Lady Jaye is equipped with a removable brown belt and holster, a pistol sidearm, and a recreation of her javelin launcher. Personally, I’m not a huge fan of this rifle and will most likely be replacing it with a Marauder Gun-Runners M4 but it is a nice inclusion in the figure’s kit. She also comes equipped with a backpack that does NOT utilize the back post hole the figure has. Instead the pack slips (a bit awkwardly) over the figures shoulders and is held on by two plastic straps. I consider the back pack entirely optional and will most likely not be using it in any of my displays but that is simply a matter of personal preference. I will say that Lady Jaye is currently the most poseable of the females released in the anniversary line thus far. (Yes, I know that there have only been 3 female figures.) When compared to both the Baroness and Scarlett, Lady Jaye has a great range of motion in her hip joints and also features the double-jointed knees that are becoming the standard across the line. True, she lacks the swivel wrists of the other two females but her increased range of hip motion more than makes up for any limitations that her arms might possess.
Lady Jaye is one of those figures that I like to open—she took my initial assessment of the figure and flipped it on its ear. I’ll be honest—I like it when something turns out to be better than expected, a stance that I’m certain is shared by most fans. Whereas the Gung-Ho figure in the original Battle Pack turned out to be quite a disappointment, Lady Jaye shows improvements over the original releases. I’m taking this as a sign that Hasbro is still on a learning curve with this new style of construction and that the statements about “making changes” at the convention are a sign of the commitment to making this the best toy line that it can be.
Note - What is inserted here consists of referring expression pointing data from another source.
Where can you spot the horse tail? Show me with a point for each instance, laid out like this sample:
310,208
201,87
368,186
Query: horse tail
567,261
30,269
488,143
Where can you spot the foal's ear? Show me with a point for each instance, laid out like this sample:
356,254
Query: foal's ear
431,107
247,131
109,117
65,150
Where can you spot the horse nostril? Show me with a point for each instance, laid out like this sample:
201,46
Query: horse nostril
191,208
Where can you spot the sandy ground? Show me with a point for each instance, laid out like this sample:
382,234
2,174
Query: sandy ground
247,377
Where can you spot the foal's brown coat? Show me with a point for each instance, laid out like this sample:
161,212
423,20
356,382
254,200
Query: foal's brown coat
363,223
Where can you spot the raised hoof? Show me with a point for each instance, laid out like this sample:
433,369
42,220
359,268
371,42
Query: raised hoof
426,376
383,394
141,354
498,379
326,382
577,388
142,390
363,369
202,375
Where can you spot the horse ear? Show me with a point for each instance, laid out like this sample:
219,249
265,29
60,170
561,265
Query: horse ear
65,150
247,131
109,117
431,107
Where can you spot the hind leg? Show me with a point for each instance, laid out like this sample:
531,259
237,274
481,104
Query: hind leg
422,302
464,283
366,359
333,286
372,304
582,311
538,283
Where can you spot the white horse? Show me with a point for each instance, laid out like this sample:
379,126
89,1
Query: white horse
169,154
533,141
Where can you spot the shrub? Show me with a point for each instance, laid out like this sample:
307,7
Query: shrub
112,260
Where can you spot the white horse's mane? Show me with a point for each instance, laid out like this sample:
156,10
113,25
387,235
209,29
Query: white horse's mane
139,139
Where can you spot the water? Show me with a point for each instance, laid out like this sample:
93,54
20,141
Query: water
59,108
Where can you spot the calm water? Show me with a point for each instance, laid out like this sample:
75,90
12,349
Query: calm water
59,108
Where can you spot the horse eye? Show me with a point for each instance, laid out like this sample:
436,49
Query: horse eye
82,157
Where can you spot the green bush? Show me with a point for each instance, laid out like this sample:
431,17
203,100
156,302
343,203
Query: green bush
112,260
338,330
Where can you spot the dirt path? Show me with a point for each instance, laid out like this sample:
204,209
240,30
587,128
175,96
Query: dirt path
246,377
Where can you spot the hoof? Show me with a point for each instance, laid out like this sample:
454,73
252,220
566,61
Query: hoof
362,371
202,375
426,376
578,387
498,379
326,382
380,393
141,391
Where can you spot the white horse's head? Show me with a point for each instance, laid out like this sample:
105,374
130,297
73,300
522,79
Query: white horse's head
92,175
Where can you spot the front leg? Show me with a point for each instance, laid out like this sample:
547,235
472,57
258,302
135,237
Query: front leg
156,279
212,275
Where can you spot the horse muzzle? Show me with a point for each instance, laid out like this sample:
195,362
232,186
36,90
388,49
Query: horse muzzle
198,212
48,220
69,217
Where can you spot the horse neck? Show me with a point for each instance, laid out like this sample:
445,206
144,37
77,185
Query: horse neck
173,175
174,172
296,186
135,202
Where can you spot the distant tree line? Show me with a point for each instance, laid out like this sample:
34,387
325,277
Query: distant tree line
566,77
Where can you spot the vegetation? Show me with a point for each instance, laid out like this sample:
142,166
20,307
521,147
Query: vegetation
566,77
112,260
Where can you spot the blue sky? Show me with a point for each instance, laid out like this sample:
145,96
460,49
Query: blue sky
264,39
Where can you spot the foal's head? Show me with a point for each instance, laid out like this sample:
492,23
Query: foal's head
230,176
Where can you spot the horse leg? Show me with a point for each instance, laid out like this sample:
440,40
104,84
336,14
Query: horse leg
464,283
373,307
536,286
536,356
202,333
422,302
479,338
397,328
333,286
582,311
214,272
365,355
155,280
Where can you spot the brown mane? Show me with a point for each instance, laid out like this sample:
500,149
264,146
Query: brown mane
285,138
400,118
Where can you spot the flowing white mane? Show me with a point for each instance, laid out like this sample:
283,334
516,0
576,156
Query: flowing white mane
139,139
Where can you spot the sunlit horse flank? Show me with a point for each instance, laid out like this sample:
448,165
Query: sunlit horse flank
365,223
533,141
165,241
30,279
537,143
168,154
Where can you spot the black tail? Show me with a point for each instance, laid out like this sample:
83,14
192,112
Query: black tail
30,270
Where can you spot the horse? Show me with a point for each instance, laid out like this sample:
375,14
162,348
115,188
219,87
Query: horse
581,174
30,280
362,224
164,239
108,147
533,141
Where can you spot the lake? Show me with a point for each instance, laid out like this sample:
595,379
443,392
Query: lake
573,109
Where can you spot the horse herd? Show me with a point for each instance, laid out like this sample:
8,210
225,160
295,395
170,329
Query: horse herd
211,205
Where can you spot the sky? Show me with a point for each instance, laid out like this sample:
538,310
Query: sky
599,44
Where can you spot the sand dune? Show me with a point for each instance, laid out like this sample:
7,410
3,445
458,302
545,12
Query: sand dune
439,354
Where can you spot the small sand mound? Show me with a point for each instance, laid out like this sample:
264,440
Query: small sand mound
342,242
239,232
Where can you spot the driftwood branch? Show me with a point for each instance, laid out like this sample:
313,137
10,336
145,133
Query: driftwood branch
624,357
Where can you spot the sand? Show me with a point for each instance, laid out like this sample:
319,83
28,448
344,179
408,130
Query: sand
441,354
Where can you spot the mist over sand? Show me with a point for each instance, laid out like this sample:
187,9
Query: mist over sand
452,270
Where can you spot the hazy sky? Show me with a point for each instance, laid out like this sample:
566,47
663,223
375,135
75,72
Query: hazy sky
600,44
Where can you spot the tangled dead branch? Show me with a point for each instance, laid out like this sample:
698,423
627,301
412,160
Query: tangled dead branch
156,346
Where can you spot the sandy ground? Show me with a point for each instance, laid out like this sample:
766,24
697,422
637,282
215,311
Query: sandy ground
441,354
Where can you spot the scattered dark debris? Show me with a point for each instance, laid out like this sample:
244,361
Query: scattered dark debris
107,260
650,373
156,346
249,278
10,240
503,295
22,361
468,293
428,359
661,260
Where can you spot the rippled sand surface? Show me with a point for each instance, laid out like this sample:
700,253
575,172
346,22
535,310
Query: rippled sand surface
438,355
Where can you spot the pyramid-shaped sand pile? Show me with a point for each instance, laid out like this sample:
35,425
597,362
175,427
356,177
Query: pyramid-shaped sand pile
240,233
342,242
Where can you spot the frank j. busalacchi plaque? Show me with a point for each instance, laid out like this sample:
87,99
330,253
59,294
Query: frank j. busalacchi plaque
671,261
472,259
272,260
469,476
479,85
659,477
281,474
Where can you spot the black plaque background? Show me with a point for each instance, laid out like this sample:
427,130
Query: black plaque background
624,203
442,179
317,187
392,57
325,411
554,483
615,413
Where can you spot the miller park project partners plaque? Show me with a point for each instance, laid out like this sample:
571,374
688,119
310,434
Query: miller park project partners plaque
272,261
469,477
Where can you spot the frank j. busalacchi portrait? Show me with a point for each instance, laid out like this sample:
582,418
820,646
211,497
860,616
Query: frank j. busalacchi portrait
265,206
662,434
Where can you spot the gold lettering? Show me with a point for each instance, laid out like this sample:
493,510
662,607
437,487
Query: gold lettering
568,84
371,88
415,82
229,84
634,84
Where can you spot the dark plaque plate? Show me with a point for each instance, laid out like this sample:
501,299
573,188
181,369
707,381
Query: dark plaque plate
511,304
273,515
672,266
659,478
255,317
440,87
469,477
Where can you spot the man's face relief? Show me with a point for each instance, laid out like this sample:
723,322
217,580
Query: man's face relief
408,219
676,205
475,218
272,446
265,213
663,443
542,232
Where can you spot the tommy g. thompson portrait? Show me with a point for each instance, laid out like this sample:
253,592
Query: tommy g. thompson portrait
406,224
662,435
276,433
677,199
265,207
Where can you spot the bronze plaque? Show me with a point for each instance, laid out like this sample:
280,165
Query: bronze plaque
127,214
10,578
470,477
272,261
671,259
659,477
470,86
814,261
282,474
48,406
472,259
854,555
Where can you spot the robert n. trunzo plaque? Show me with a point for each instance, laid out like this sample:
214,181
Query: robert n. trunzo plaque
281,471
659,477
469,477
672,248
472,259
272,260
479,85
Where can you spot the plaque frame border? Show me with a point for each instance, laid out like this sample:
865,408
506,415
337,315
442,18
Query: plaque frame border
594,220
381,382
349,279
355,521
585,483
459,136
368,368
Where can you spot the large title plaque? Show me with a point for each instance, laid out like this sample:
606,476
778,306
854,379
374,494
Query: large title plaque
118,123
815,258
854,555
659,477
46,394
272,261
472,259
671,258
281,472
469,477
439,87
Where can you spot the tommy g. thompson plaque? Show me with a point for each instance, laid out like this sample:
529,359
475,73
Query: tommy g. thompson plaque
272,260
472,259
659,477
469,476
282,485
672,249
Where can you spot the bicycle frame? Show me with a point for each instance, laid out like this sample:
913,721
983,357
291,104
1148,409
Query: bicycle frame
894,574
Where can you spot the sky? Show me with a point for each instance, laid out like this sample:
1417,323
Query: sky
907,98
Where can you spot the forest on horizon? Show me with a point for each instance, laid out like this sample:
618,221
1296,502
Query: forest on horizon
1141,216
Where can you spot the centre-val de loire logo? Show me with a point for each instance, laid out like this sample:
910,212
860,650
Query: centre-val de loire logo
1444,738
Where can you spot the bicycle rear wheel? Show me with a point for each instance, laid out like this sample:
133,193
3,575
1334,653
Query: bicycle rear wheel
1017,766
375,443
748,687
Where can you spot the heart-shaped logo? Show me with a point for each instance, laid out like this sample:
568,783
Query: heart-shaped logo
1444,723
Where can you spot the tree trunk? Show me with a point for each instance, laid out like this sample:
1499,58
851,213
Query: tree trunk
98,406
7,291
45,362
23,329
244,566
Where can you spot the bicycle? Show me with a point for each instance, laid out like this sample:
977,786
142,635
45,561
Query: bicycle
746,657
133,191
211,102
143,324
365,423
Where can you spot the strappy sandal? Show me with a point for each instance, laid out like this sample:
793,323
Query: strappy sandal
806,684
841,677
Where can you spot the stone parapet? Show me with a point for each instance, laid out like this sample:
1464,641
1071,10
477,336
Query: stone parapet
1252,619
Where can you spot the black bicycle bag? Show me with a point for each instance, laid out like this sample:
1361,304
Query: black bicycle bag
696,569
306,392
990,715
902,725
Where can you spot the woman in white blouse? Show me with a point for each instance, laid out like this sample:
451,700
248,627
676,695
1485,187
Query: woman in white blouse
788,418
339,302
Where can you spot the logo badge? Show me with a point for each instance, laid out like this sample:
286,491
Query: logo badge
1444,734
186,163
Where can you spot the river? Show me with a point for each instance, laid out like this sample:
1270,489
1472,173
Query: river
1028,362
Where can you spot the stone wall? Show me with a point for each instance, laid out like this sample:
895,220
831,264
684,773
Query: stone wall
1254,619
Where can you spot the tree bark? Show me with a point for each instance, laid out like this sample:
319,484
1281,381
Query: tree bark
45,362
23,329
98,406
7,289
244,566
Lady Jaye shows that Hasbro is getting closer to perfecting an o-ring-less figure (I know, “the heresy” of it all) and that given time this line could set a new standard for action figure construction. All I can say now is that she’s my favorite female figure in the line and one that I’m happy to recommend. So, IF you can find her on the pegs, snag her and know that she’s going to fit in well with the rest of your 25A collection as more than just a semi-poseable statue but rather a “fully poseable modern army figure.”